Budgets serve two purposes: psychological and practical.
Psychologically, it helps to quantify a goal and see progress toward that goal. The trade-off between massed and individual goals is that one looks like it’s growing more quickly (a chunk of +$10 instead of 10 lots of puny +$1s) while the other feels more tangible (generic ‘savings’ vs ‘Amazing PC / latest iPhone / glasses that work / etc’). Pick whichever way motivates you more.

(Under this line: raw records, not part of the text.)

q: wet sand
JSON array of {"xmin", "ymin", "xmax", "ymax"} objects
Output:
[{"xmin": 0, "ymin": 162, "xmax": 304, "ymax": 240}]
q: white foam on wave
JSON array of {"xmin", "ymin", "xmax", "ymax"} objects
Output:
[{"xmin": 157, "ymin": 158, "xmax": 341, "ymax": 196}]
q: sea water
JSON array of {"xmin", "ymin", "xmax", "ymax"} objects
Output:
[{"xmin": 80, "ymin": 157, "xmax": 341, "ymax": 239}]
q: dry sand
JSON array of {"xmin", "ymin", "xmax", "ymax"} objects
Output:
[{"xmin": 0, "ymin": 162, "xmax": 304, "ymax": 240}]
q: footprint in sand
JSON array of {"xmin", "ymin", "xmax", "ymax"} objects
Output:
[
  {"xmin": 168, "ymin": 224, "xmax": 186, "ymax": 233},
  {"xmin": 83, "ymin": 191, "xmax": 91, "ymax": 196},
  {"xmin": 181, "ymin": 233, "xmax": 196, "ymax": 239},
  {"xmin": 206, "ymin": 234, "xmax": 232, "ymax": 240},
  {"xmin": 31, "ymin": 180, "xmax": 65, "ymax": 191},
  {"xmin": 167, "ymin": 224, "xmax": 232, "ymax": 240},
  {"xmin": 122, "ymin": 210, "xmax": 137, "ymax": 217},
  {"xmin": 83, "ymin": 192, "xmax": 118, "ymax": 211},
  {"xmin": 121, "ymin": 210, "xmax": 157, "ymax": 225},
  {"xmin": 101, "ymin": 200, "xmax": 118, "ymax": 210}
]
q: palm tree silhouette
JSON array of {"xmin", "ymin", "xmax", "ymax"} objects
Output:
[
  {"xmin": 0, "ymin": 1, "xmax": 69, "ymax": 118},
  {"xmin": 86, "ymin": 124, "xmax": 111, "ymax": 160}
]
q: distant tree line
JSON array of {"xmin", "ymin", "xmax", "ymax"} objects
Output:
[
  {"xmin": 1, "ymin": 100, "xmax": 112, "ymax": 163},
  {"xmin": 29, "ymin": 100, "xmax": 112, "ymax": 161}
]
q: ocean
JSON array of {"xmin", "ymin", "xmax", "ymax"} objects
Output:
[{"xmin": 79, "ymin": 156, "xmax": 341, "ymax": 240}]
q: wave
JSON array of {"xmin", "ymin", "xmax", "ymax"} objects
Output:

Practically, the budget is your expression of your priorities. If you’re a person who prefers to accumulate money in a bucket and just buy discretionary stuff when you can afford it, go with the masses ‘savings’ - it’s much easier to keep updating. If you prefer more granularity, say, because you prioritise glasses #1 and PC/iPhone equally at #2, etc, then work out your percentage allocations for every piece of discretionary income. It can be harder to update (e.g. got $10 in birthday money, that’s $2.75 into glasses, $2 each into ...; then you recovered $3 from under the couch, so that’s $...) but you will be able to tell at a glance how much you still need for each item.
It’s horses for courses, as they say. Pick a level of detail that is useful to you, that you can sustain, and which motivates you. You have too few categories if you can’t tell how much more you need to save, and you have too many categories when you can’t stand the data entry.